Coinbase Launches Direct Indian Rupee Rails After Regulatory Clearance
In brief
- Coinbase established direct INR banking rails routed through India's Immediate Payment Service (IMPS).
- Indian users can now trade directly in rupees via dedicated order books without stablecoin conversions.
- The exchange returned to India in December 2025 after a two-year absence, leveraging Financial Intelligence Unit registration.
- India leads global crypto adoption for the third consecutive year with a $3.04 billion market.
Direct INR Rails and Dedicated Order Books
The exchange's infrastructure upgrade centers on direct INR banking rails that eliminate the need for stablecoin intermediaries. Indian users can now trade directly in rupees via dedicated INR order books, streamlining the path from fiat to crypto. Coinbase also rolled out perpetual futures contracts covering major cryptocurrencies for Indian traders.
The infrastructure upgrades leverage Coinbase's registration with India's Financial Intelligence Unit, the government agency responsible for anti-money-laundering oversight. This regulatory footing differs sharply from the exchange's 2022 experience, when it suspended UPI payment support within three days after informal RBI pressure forced a retreat.
India's Crypto Momentum and Market Opportunity
India has maintained its position as the global leader in crypto adoption for the third consecutive year, ahead of the United States, Pakistan, Vietnam, and Brazil. The market reached $3.04 billion in 2025 and is projected to hit $14.21 billion by 2034, growing at a compound annual rate of 18.66%. Despite these gains, India's regulatory environment remains stringent. The country maintains a flat 30% tax on crypto gains and 1% tax deducted at source on all transactions, among the highest crypto tax rates globally.
During Coinbase's two-year absence, Indian exchanges like CoinDCX and WazirX dominated market share while the U.S. exchange navigated regulatory requirements. The December 2025 return signals a shift in that calculus.
Long-Term Commitment
Coinbase Regional Managing Director for APAC John O'Loghlen said the exchange was "here for the long term" in a statement, adding that the firm has "invested meaningfully in the Indian ecosystem" in recent years. The stakes are high. India's regulatory clarity and crypto adoption rates make it a critical market for global exchanges seeking exposure to emerging-market demand.
Frequently asked questions
Why did Coinbase leave India in 2022?
Coinbase suspended UPI payments in 2022 after informal pressure from the Reserve Bank of India.

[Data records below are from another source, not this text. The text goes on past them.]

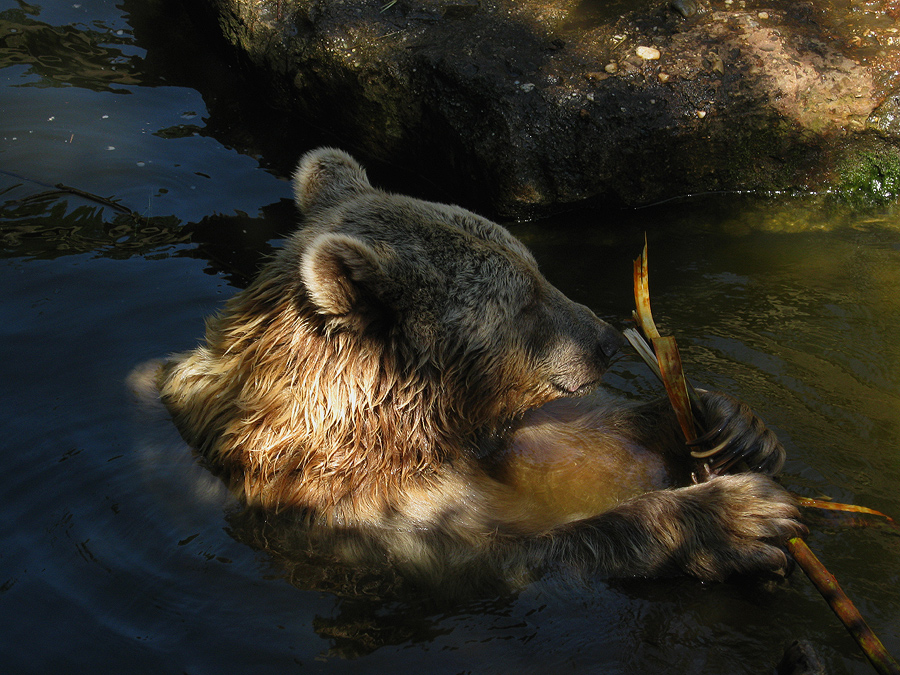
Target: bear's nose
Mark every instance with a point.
(611, 340)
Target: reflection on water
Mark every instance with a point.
(109, 562)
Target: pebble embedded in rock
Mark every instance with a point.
(647, 53)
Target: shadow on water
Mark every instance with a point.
(108, 562)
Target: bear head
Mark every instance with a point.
(442, 290)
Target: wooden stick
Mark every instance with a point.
(843, 607)
(669, 369)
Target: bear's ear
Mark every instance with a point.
(336, 270)
(325, 177)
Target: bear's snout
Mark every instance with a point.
(583, 353)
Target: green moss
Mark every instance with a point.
(871, 179)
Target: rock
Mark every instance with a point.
(647, 53)
(524, 106)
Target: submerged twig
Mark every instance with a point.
(843, 607)
(61, 188)
(666, 364)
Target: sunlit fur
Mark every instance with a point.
(398, 383)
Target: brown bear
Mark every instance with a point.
(403, 371)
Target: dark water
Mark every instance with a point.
(108, 563)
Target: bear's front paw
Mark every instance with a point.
(736, 438)
(739, 526)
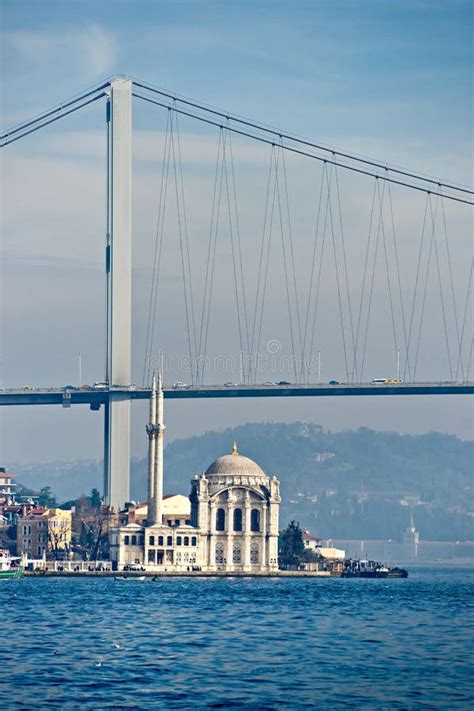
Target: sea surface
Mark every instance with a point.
(198, 643)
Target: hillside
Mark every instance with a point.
(353, 484)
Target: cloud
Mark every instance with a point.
(92, 47)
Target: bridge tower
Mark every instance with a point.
(119, 292)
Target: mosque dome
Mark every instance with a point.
(235, 464)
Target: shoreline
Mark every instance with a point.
(177, 574)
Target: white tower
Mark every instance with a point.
(155, 430)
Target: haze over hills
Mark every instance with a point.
(352, 484)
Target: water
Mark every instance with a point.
(238, 643)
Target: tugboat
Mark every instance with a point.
(8, 566)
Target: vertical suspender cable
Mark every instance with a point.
(339, 297)
(425, 289)
(443, 309)
(343, 242)
(311, 277)
(327, 177)
(381, 195)
(364, 278)
(451, 282)
(397, 264)
(285, 269)
(413, 305)
(466, 307)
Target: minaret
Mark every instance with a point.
(156, 517)
(152, 431)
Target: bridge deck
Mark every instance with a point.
(97, 397)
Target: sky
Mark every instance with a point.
(387, 80)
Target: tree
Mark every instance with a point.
(47, 498)
(290, 545)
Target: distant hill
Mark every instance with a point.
(353, 484)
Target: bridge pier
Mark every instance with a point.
(119, 292)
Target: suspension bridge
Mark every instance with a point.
(351, 241)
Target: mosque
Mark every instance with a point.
(231, 521)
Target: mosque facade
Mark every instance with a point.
(233, 517)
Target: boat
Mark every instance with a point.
(9, 569)
(371, 569)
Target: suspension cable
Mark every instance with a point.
(301, 152)
(328, 178)
(425, 288)
(466, 306)
(364, 277)
(280, 135)
(415, 290)
(37, 127)
(59, 109)
(311, 278)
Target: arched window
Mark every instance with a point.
(255, 520)
(219, 553)
(237, 519)
(220, 520)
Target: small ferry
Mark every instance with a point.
(371, 569)
(9, 567)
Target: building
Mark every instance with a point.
(7, 487)
(229, 523)
(44, 533)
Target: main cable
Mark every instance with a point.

CEO Brian Armstrong attributed the exit to this pressure, which forced the exchange to operate with crypto-to-crypto trades only before eventually leaving the market entirely.
How is Coinbase's 2025 return different from 2022?
Coinbase returned in December 2025 with formal registration from India's Financial Intelligence Unit, the government anti-money-laundering regulator. This regulatory clarity enabled direct INR banking rails and dedicated rupee order books, avoiding the informal pressure that derailed the 2022 launch.
What is the size of India's crypto market?
India's cryptocurrency market reached $3.04 billion in 2025 and is projected to hit $14.21 billion by 2034, growing at a compound annual rate of 18.66%. The country leads global crypto adoption for the third consecutive year.